Nor did he forget to provide them with pleasure as well as with work. Every Sunday the young people of the colony used to come up to the château to dance. Their host provided them with refreshments, and was the happiest spectator of their happiness.
Then he started a school, and himself paid the schoolmaster. There had been a time when he had thought that “it is not the labourer one must teach, it is the bon bourgeois, the inhabitant of towns: that enterprise is grand and great enough,” which, for his day, it certainly was. It was a hundred years in advance of his time. Even that drastic reformer, Frederick the Great, had announced superbly, “The vulgar do not deserve enlightenment.” So what wonder that in 1763 even a clear-sighted Voltaire prayed for “ignorant brothers to follow my plough?”
The wonder rather is that by 1767 his views had so enormously progressed that when Linguet, the barrister, wrote to him that in his opinion all was lost if the canaille were shown that they too could reason, he emphatically answered, instancing the intelligent Genevans who read as a relaxation from manual labour—“No, Sir; all is not lost when the people are put into a condition to see that they too have a mind. On the contrary, all is lost when they are treated like a herd of bulls, for sooner or later they will gore you with their horns.”
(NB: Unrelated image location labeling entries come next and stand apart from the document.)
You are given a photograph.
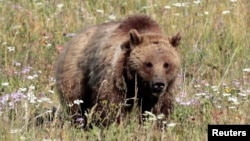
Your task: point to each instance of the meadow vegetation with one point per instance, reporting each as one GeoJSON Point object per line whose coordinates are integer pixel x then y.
{"type": "Point", "coordinates": [213, 86]}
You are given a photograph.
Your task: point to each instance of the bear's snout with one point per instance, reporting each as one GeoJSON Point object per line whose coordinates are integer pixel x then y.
{"type": "Point", "coordinates": [158, 87]}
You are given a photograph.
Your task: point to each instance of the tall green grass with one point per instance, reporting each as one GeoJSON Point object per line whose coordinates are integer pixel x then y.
{"type": "Point", "coordinates": [212, 88]}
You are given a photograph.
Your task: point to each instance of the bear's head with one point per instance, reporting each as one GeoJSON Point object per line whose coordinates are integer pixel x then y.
{"type": "Point", "coordinates": [154, 58]}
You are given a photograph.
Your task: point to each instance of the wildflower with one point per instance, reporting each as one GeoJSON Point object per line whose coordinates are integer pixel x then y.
{"type": "Point", "coordinates": [5, 84]}
{"type": "Point", "coordinates": [14, 131]}
{"type": "Point", "coordinates": [70, 34]}
{"type": "Point", "coordinates": [112, 17]}
{"type": "Point", "coordinates": [23, 89]}
{"type": "Point", "coordinates": [225, 12]}
{"type": "Point", "coordinates": [181, 4]}
{"type": "Point", "coordinates": [232, 107]}
{"type": "Point", "coordinates": [171, 124]}
{"type": "Point", "coordinates": [79, 119]}
{"type": "Point", "coordinates": [197, 2]}
{"type": "Point", "coordinates": [17, 64]}
{"type": "Point", "coordinates": [242, 94]}
{"type": "Point", "coordinates": [226, 94]}
{"type": "Point", "coordinates": [167, 7]}
{"type": "Point", "coordinates": [233, 0]}
{"type": "Point", "coordinates": [59, 6]}
{"type": "Point", "coordinates": [44, 99]}
{"type": "Point", "coordinates": [99, 11]}
{"type": "Point", "coordinates": [161, 116]}
{"type": "Point", "coordinates": [214, 88]}
{"type": "Point", "coordinates": [39, 3]}
{"type": "Point", "coordinates": [26, 70]}
{"type": "Point", "coordinates": [11, 49]}
{"type": "Point", "coordinates": [78, 102]}
{"type": "Point", "coordinates": [17, 96]}
{"type": "Point", "coordinates": [200, 94]}
{"type": "Point", "coordinates": [59, 48]}
{"type": "Point", "coordinates": [50, 91]}
{"type": "Point", "coordinates": [246, 70]}
{"type": "Point", "coordinates": [30, 77]}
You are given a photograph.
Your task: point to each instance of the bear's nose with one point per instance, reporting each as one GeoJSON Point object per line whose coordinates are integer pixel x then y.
{"type": "Point", "coordinates": [158, 87]}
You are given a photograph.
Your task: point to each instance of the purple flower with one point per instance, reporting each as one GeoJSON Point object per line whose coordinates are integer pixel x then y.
{"type": "Point", "coordinates": [17, 96]}
{"type": "Point", "coordinates": [26, 70]}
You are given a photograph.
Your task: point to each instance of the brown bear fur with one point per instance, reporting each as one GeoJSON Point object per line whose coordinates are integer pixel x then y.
{"type": "Point", "coordinates": [111, 66]}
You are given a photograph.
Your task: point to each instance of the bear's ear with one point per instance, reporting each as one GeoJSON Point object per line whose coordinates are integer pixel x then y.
{"type": "Point", "coordinates": [134, 37]}
{"type": "Point", "coordinates": [175, 40]}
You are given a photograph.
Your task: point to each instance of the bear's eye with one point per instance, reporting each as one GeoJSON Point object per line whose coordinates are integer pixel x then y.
{"type": "Point", "coordinates": [166, 65]}
{"type": "Point", "coordinates": [148, 64]}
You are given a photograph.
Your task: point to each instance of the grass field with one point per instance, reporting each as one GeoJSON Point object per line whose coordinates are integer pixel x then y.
{"type": "Point", "coordinates": [213, 86]}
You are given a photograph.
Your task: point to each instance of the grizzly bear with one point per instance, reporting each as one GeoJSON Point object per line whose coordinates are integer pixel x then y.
{"type": "Point", "coordinates": [115, 66]}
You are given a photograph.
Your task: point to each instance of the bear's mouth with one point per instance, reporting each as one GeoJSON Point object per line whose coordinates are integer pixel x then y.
{"type": "Point", "coordinates": [158, 88]}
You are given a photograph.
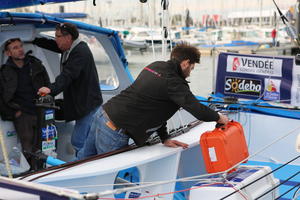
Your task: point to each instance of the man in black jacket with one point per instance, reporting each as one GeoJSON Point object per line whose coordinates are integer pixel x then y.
{"type": "Point", "coordinates": [78, 80]}
{"type": "Point", "coordinates": [21, 77]}
{"type": "Point", "coordinates": [157, 93]}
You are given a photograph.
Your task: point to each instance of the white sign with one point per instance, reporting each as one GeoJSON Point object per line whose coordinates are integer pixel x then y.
{"type": "Point", "coordinates": [254, 65]}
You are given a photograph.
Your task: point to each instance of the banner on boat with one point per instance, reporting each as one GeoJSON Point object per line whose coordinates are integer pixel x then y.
{"type": "Point", "coordinates": [258, 77]}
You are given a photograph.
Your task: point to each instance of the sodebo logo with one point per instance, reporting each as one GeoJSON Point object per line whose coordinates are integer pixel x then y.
{"type": "Point", "coordinates": [254, 65]}
{"type": "Point", "coordinates": [235, 85]}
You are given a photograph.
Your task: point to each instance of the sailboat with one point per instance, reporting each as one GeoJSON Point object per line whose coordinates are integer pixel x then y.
{"type": "Point", "coordinates": [154, 171]}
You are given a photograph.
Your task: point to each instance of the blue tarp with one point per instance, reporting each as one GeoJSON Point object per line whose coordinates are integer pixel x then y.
{"type": "Point", "coordinates": [65, 15]}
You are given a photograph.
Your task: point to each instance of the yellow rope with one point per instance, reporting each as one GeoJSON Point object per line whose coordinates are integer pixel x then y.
{"type": "Point", "coordinates": [5, 155]}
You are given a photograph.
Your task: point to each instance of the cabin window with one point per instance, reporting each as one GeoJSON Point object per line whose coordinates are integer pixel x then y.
{"type": "Point", "coordinates": [107, 75]}
{"type": "Point", "coordinates": [106, 72]}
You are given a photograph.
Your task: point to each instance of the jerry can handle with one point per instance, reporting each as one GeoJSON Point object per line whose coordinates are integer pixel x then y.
{"type": "Point", "coordinates": [222, 126]}
{"type": "Point", "coordinates": [219, 125]}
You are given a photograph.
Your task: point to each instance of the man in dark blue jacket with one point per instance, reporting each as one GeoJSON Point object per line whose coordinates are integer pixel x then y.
{"type": "Point", "coordinates": [78, 80]}
{"type": "Point", "coordinates": [21, 77]}
{"type": "Point", "coordinates": [154, 97]}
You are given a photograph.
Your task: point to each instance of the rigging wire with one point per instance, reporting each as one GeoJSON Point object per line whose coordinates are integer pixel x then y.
{"type": "Point", "coordinates": [264, 176]}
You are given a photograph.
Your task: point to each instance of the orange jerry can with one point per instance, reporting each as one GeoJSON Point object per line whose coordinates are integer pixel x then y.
{"type": "Point", "coordinates": [223, 147]}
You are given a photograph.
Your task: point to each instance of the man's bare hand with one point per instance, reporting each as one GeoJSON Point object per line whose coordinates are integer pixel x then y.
{"type": "Point", "coordinates": [18, 114]}
{"type": "Point", "coordinates": [44, 91]}
{"type": "Point", "coordinates": [175, 143]}
{"type": "Point", "coordinates": [223, 119]}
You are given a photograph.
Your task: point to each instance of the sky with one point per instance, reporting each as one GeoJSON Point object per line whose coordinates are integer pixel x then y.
{"type": "Point", "coordinates": [126, 9]}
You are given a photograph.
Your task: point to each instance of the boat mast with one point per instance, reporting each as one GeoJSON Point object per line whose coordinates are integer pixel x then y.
{"type": "Point", "coordinates": [165, 25]}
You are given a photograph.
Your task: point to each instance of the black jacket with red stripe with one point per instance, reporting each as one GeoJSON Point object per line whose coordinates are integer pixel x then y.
{"type": "Point", "coordinates": [157, 93]}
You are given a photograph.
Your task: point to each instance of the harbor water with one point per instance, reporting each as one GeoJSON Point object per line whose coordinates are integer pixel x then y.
{"type": "Point", "coordinates": [201, 77]}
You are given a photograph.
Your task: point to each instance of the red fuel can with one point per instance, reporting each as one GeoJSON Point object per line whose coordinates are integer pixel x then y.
{"type": "Point", "coordinates": [223, 147]}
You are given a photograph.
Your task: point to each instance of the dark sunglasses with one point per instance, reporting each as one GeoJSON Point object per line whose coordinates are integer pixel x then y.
{"type": "Point", "coordinates": [65, 29]}
{"type": "Point", "coordinates": [8, 42]}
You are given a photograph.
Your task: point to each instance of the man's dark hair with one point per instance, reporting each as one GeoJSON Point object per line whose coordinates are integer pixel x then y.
{"type": "Point", "coordinates": [184, 51]}
{"type": "Point", "coordinates": [9, 41]}
{"type": "Point", "coordinates": [68, 28]}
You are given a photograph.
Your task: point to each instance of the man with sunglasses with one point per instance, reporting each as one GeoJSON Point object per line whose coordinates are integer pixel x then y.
{"type": "Point", "coordinates": [78, 80]}
{"type": "Point", "coordinates": [21, 77]}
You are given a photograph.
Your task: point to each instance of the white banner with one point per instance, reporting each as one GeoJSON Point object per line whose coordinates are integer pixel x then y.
{"type": "Point", "coordinates": [254, 65]}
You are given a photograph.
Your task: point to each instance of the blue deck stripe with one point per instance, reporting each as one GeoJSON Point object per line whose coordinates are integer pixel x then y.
{"type": "Point", "coordinates": [282, 174]}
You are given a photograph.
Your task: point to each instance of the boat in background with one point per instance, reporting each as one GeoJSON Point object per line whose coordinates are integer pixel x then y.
{"type": "Point", "coordinates": [155, 171]}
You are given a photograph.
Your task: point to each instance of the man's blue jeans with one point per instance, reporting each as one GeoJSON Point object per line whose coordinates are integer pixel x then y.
{"type": "Point", "coordinates": [81, 129]}
{"type": "Point", "coordinates": [101, 138]}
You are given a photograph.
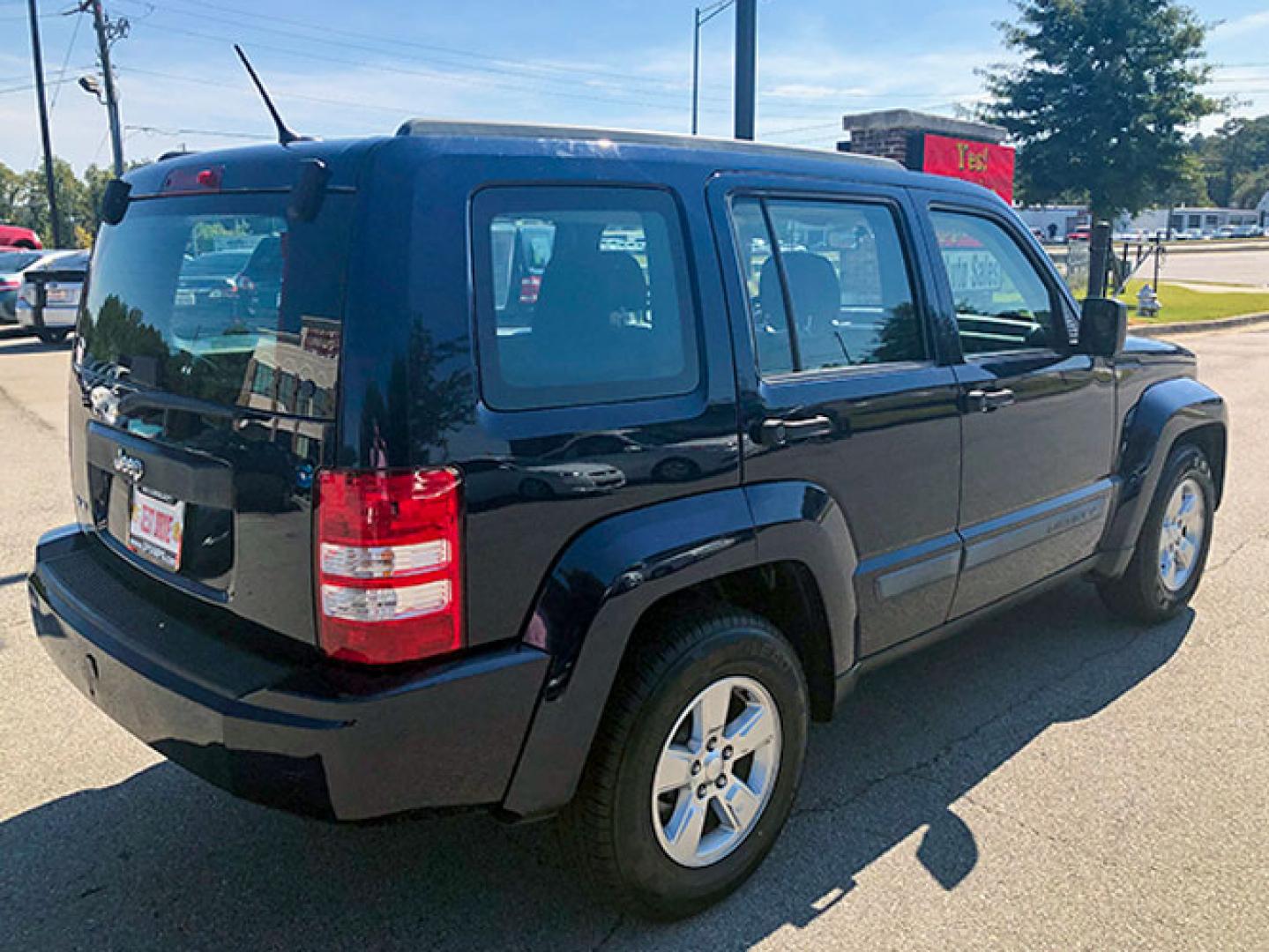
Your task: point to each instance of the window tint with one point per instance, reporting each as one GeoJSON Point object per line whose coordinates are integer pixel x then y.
{"type": "Point", "coordinates": [1002, 303]}
{"type": "Point", "coordinates": [583, 297]}
{"type": "Point", "coordinates": [193, 295]}
{"type": "Point", "coordinates": [846, 275]}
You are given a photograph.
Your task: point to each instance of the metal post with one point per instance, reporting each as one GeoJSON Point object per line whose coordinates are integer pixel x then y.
{"type": "Point", "coordinates": [746, 66]}
{"type": "Point", "coordinates": [49, 182]}
{"type": "Point", "coordinates": [696, 70]}
{"type": "Point", "coordinates": [1099, 259]}
{"type": "Point", "coordinates": [112, 101]}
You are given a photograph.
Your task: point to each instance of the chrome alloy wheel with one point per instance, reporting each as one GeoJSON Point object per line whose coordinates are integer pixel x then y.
{"type": "Point", "coordinates": [1180, 541]}
{"type": "Point", "coordinates": [716, 772]}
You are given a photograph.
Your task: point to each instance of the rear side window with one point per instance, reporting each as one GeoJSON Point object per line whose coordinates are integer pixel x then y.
{"type": "Point", "coordinates": [583, 297]}
{"type": "Point", "coordinates": [841, 271]}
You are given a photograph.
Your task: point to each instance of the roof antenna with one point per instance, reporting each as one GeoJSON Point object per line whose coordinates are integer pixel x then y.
{"type": "Point", "coordinates": [285, 136]}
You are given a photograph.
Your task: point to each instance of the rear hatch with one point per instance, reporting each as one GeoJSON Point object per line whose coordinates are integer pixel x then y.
{"type": "Point", "coordinates": [205, 378]}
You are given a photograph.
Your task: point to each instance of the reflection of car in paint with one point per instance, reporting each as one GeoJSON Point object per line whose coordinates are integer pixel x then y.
{"type": "Point", "coordinates": [569, 480]}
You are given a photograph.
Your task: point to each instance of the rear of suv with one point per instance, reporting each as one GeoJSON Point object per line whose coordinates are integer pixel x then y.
{"type": "Point", "coordinates": [569, 472]}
Prophetic—but if many heard that voice crying in the wilderness, none acted on his words, save himself.
But in prospering Ferney there was room not only for a school and a doctor, masons and labourers, but for special industries. From the first, Voltaire had cultivated silkworms. He was never the man for an idle hobby. Why should no use be made of the silk? Before 1769, the Ferney theatre, which Madame Denis had lately used as a laundry, was turned into a silkworm nursery. From busy Geneva came stocking weavers, only too glad to colonise in a place where the lord, and master lent them money “on very easy terms,” built decent dwellings for them, and gave them the full benefit of his knowledge of affairs.
By September 4, 1769, Voltaire, always alive to the advantages of a good advertisement, sent to the Duchesse de Choiseul the first pair of silk stockings ever made on his looms. If she would but wear them they must be the mode! What stocking would not look beautiful on a foot so charming? Voltaire found time to engage his Duchess to wear them, in a gay, coquettish, and essentially French correspondence. Madame had made a mistake, it appears, and sent him, as a pattern, a shoe much too large for her. Neither his thousand schemes and labours nor his seventy-five years had spoiled his talent for flattering badinage. His Duchess accepted his stockings and his compliments, showed both to her friends, and thus put some fifty to a hundred people, including young Calas who was helping his benefactor, out of the way of want.
On February 15, 1770, the party quarrels in Geneva came to a climax—and bloodshed.
The Natives had not forgotten the promise made to them four years earlier. “If you are forced to leave your country ... I shall still be able to help and protect you.”
Neither had Voltaire.
On February 10, 1767, in writing to de Beauteville, the French mediator, he had suggested the scheme of a working colony—the nucleus of the idea of some enterprising person enticing the great watchmaking industry of quarrelsome Geneva to form a settlement, which should be managed by its founder and should bear his name. The scheme had appealed to Choiseul. In 1768, with Voltaire’s co-operation and approval, that minister founded the colony of Versoix—or Versoy, as Voltaire spells it—which was designed to be what Ferney actually became.